Model-based controllers can offer strong guarantees on stability and convergence by relying on physically accurate dynamic models. However, these are rarely available for high-dimensional mechanical systems such as deformable objects or soft robots. While neural architectures can learn to approximate complex dynamics, they are either limited to low-dimensional systems or provide only limited formal control guarantees due to a lack of embedded physical structure. This paper introduces a latent control framework based on learned structure-preserving reduced-order dynamics for high-dimensional Lagrangian systems. We derive a reduced tracking law for fully actuated systems and adopt a Riemannian perspective on projection-based model-order reduction to study the resulting latent and projected closed-loop dynamics. By quantifying the sources of modeling error, we derive interpretable conditions for stability and convergence. We extend the proposed controller and analysis to underactuated systems by introducing learned actuation patterns. Experimental results on simulated and real-world systems validate our theoretical investigation and the accuracy of our controllers.

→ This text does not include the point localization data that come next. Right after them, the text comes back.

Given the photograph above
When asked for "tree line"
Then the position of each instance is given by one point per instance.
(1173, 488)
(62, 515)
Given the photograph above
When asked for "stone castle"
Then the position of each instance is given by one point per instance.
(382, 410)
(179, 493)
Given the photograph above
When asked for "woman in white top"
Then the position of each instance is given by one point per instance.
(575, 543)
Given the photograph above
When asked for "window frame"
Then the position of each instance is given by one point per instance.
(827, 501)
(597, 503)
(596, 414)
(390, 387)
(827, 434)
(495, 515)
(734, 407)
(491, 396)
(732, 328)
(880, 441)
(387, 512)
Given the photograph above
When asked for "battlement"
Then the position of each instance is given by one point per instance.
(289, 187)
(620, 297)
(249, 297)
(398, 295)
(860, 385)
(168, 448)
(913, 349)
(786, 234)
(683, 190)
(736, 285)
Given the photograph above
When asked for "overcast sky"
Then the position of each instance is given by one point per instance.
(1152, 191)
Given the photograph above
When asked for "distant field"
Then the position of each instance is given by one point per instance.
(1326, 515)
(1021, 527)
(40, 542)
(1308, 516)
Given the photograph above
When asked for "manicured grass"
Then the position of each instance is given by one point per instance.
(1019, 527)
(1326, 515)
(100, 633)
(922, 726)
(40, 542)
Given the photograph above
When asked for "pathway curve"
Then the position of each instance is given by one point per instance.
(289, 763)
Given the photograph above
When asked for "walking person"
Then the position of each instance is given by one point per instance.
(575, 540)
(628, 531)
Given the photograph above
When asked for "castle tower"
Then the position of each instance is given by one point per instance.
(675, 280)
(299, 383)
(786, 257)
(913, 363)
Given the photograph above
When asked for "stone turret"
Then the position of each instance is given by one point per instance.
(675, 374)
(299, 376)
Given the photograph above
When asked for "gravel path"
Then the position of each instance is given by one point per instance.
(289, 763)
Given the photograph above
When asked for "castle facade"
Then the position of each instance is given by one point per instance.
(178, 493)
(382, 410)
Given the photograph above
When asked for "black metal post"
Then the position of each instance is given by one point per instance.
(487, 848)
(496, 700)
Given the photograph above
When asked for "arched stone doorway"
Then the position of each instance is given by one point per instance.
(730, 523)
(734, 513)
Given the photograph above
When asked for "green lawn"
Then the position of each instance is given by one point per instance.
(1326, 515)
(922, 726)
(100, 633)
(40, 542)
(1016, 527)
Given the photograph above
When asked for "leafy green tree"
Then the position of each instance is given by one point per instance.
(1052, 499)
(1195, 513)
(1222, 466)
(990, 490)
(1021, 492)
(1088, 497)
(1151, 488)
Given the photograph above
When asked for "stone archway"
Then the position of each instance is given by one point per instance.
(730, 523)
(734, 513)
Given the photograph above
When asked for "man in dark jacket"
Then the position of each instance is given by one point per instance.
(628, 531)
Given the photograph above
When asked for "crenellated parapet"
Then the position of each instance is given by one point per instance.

翻译：基于模型的控制器通过依赖物理上精确的动态模型，能够提供关于稳定性和收敛性的强保证。然而，对于高维机械系统（如可变形物体或软体机器人），这类模型通常难以获得。虽然神经架构可以学习逼近复杂动力学，但由于缺乏嵌入的物理结构，它们要么仅限于低维系统，要么只能提供有限的形式化控制保证。本文针对高维拉格朗日系统，提出了一种基于学习的结构保持降阶动力学的隐空间控制框架。我们推导了适用于全驱动系统的降阶跟踪律，并采用基于黎曼几何的投影模型降阶视角，以研究由此产生的隐空间及投影闭环动力学。通过量化建模误差的来源，我们推导出了可解释的稳定性与收敛性条件。通过引入学习的驱动模式，我们将所提出的控制器及分析扩展至欠驱动系统。在仿真和真实系统上的实验结果验证了我们的理论探究以及控制器的准确性。